|Y! and robots.txt|
| 1:23 pm on May 6, 2008 (gmt 0)|
My robots.txt file is more than a year old and has always been respected.
Lately I added some *.swf files to a disallowed directory and Y! goes after them. This directory also holds *.jpg and *.gif files which it ignores.
What does Y! not understand in :
Anyone else seen this before ?
| 1:52 pm on May 6, 2008 (gmt 0)|
the code is fine.. then whats wrong with Y!.. hey sfaffa.. I have been caught in the same condition and found zlich after experimenting robots.txt file... these days crawler make no sense while reading a robots.txt...
| 2:09 pm on May 6, 2008 (gmt 0)|
Slurp, like all robots, will obey the first robots.txt record that applies to its User-agent string. So be sure that you don't have any other records specific to Slurp, because if you do, it will honor only the first one.

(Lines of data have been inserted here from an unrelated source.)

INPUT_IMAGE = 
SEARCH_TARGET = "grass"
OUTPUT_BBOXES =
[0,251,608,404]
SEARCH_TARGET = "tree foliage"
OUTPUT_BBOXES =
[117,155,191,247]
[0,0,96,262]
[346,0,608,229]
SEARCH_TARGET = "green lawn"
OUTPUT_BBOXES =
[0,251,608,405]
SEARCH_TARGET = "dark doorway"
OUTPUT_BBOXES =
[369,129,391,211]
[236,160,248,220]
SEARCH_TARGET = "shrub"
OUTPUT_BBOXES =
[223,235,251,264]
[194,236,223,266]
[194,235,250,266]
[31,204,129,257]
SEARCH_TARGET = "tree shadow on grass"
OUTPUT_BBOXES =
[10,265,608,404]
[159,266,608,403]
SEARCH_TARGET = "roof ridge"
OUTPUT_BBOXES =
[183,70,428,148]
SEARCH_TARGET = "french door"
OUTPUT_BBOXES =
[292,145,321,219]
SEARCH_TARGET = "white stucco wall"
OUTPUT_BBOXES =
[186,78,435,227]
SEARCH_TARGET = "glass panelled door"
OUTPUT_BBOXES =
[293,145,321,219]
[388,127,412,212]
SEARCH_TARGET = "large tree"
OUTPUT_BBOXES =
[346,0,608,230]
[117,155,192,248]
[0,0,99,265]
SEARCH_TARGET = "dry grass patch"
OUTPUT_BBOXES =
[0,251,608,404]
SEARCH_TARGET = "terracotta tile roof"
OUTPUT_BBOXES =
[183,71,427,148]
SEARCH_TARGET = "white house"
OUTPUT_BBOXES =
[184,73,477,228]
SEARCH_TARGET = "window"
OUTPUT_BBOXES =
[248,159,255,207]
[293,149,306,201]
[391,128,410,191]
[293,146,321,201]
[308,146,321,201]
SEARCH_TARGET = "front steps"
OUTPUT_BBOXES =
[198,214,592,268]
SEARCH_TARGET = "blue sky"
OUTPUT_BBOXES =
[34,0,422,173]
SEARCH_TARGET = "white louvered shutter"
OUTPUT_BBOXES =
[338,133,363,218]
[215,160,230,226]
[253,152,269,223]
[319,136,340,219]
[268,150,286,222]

Also, make sure the syntax of your file is 100% correct; All comments on separate lines starting with "#", and one and only one blank line after each record (including the last one).

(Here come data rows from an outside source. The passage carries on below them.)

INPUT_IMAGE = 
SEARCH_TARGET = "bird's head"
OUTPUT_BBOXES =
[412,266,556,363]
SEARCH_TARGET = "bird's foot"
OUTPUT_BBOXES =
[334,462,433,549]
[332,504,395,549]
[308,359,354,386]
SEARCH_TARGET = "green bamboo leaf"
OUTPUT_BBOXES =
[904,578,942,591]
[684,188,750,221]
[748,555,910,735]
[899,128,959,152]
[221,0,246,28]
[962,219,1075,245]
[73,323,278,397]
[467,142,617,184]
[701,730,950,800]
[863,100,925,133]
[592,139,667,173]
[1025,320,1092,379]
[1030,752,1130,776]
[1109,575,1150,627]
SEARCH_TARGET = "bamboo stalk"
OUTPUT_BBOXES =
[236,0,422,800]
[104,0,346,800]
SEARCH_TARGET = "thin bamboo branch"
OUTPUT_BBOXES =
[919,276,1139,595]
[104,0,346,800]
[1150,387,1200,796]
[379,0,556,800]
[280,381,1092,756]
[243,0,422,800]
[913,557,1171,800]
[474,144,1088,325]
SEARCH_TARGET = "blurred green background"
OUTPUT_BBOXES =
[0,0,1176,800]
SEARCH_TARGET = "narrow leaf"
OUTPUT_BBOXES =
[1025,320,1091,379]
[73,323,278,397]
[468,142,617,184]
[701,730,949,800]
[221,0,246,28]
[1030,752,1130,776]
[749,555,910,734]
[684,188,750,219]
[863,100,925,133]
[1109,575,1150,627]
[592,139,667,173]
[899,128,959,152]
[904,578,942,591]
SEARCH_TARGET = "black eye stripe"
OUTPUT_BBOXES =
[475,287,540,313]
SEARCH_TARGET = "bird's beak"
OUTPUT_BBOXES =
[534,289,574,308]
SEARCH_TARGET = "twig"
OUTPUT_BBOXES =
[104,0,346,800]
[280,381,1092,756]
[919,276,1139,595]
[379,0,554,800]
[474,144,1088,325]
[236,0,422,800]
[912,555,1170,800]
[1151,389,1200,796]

Also, it's possible that Slurp has not yet processed your new robots.txt file. I prefer to post a new robots.txt file at least 24 hours before adding any content that I don't want spidered.

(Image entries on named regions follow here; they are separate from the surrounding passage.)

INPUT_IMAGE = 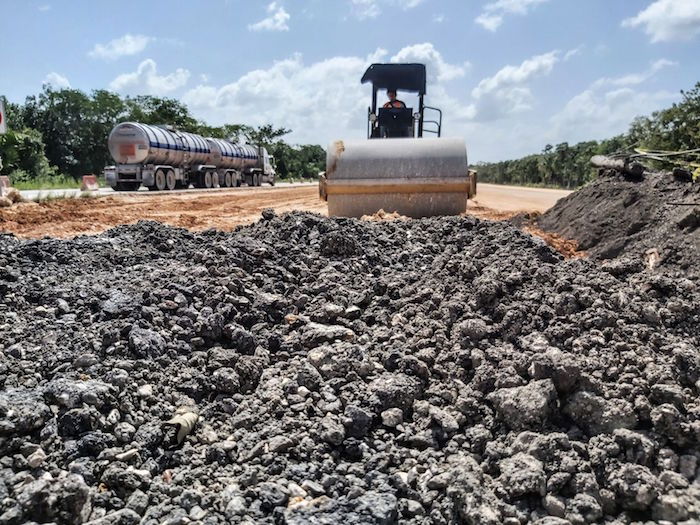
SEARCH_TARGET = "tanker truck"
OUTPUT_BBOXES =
[104,122,275,191]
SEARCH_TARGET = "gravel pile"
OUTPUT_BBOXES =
[0,211,700,525]
[537,170,700,281]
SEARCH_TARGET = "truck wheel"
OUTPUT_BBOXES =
[155,170,167,191]
[165,170,177,191]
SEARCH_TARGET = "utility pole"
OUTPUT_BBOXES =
[0,98,7,170]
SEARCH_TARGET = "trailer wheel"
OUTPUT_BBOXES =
[165,170,177,191]
[155,170,167,191]
[121,182,141,191]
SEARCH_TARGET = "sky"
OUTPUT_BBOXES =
[0,0,700,163]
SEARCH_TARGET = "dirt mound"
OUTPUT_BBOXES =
[0,210,700,525]
[537,171,700,279]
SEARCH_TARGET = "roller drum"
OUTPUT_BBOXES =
[323,138,469,217]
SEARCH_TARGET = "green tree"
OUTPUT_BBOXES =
[0,128,56,183]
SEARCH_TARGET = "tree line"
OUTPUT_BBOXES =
[0,86,326,183]
[475,82,700,188]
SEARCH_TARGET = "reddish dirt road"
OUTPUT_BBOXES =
[0,184,567,238]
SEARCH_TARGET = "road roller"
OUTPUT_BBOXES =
[319,64,475,218]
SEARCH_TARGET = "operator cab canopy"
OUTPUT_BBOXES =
[362,64,425,96]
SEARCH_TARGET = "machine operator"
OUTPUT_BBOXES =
[384,89,406,108]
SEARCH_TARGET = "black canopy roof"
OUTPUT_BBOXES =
[362,64,425,95]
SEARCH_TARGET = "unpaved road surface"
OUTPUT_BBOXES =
[0,184,569,238]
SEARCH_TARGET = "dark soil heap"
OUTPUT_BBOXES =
[0,212,700,525]
[537,170,700,280]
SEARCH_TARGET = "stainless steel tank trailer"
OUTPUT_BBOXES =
[104,122,275,191]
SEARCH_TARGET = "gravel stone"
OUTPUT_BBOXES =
[0,213,700,525]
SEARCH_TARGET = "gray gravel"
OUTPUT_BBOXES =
[0,211,700,525]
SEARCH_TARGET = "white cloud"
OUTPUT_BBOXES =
[622,0,700,42]
[391,42,471,83]
[593,58,678,88]
[248,2,291,31]
[182,44,473,146]
[42,72,70,89]
[109,58,190,95]
[472,51,559,120]
[474,0,548,32]
[351,0,382,20]
[350,0,418,21]
[88,34,153,60]
[550,58,678,143]
[563,45,583,62]
[550,86,677,143]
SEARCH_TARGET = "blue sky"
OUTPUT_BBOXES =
[0,0,700,162]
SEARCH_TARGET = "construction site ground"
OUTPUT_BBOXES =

None of this may be applicable -- Just taking some guesses based on what you posted.
I have noticed that Slurp tries to fetch indexes for directories in which it has found content. That is, if it finds a link to /pages/foo.html, it may try to fetch /pages/. On Apache servers with "Options -Indexes" set, this results in a 403-Forbidden response. Similarly-configured IIS servers probably do the same. However, Slurp does seem to honor robots.txt even when doing this -- I've only seen it when fetching pages in that directory is allowed, and the only strange thing about it is that it's trying to fetch a directory index which is not linked-to anywhere on the Web.
| 4:16 pm on May 6, 2008 (gmt 0)|
Thank you Jim, as always, a most explicit reply.
|...you don't have any other records specific to Slurp, because if you do, it will honor only the first one. |
No mention of Slurp in the entire robots.txt file
|the syntax of your file is 100% correct |
checked and correct
|...Slurp has not yet processed your new robots.txt file |
File date : # Last Updated: 19/05/2007
Since then no new rules added to the robots.txt file, only new *.swf files added to the restricted directory
|...if it finds a link to /pages/foo.html, it may try to fetch /pages/ |
The directory /images/ contains no "text" files, ie html, asp, etc only image files, jpg, gif and swf which are displayed on pages outside that directory and it's only the *.swf type of files that Y! has fetched several times now.
| 6:36 pm on May 6, 2008 (gmt 0)|
Have you checked your robots.txt file by using Google webmaster tools? Try another thing, create a new robots.txt file and place in a root. Wait for a day, and see the results.